I deliberated this issue in my article titled, “Does ‘Free-Market Economy’ Work For Branded Generic Drugs In India?”, published in this Blog on April 27, 2015.
Arbitrary drug pricing is increasingly attracting the ire of many Governments, other payers, patients and even some important investors, as we have seen in the United States. Most Indian fund houses and other investors are probably taking stock of the possible emerging situation. A large number of them are, by and large, going by the same old and traditional way of evaluating a pharma business.
Pharma companies, across the world, instead of trying to find out an innovative way to douse this fire for the benefit of all concerned, are getting more and more desperate to rationalize their arbitrary drug pricing, in whatever way they possibly can.
The approach taken by them is convincing none, instead, adding further fuel to the fire.
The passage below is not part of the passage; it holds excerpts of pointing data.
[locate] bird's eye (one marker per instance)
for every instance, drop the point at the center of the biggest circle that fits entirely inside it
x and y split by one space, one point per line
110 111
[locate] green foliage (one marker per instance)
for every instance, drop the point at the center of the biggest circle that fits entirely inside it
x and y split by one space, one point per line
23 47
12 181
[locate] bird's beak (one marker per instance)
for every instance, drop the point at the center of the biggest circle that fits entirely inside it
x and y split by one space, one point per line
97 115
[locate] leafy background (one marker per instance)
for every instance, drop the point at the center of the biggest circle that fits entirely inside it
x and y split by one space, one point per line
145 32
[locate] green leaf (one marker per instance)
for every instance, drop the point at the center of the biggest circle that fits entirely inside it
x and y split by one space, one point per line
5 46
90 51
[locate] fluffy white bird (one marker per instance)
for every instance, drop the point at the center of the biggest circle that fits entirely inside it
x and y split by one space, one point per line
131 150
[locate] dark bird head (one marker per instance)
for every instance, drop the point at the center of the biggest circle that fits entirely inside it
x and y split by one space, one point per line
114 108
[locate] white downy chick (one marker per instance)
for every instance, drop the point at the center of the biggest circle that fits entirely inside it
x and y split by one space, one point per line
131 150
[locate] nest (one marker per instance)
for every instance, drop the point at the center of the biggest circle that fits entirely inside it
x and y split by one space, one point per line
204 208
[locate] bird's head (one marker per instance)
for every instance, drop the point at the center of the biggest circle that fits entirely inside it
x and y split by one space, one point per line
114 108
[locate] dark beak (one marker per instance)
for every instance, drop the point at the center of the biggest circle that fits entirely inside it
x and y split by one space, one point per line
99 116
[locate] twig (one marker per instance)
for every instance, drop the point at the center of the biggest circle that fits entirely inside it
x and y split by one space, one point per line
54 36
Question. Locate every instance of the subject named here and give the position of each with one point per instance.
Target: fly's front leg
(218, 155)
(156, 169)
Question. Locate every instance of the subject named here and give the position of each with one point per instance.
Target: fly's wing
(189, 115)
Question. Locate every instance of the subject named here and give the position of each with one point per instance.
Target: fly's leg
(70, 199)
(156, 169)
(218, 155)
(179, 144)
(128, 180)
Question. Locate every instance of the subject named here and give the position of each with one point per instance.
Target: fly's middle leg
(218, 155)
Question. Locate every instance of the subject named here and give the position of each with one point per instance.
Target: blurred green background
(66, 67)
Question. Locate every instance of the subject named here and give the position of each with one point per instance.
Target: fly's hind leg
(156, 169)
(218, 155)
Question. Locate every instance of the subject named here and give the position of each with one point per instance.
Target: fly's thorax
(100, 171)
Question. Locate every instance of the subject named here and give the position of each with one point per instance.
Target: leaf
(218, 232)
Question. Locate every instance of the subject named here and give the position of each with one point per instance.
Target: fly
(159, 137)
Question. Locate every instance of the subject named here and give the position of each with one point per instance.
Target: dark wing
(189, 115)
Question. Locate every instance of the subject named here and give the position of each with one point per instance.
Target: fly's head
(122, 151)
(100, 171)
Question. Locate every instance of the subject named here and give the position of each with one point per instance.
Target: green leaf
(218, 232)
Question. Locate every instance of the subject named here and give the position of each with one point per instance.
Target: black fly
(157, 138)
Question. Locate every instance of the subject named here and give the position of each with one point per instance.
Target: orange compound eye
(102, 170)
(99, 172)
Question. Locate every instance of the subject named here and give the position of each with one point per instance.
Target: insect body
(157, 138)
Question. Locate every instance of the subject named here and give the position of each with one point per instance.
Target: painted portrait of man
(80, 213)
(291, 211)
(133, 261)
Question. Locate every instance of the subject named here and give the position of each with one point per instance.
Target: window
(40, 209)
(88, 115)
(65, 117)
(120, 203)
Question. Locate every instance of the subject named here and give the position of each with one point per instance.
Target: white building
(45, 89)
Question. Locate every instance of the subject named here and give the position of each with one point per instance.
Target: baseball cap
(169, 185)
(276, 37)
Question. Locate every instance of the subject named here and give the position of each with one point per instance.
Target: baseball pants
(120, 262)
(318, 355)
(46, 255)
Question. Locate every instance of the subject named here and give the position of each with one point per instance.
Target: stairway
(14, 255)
Getting favorable views from some handful of seemingly spoon-fed write-ups, would possibly not help resolve this raging issue or protect public health interest, in any way.
All concerned should try to realize that a utopian ‘free market economy for medicines’, with patients exercising their informed choices, backed by active support from the treating doctor, does not exist in the real world, not just yet.
Thus, arbitrary pricing for essential drugs, where market competition is made irrelevant by many drug makers, allegedly by unethically influencing the prescribers in various ways, merits state intervention, unquestionably, solely to protect patients’ health interest.
By: Tapan J. Ray
Disclaimer: The views/opinions expressed in this article are entirely my own, written in my individual and personal capacity. I do not represent any other person or organization for this opinion.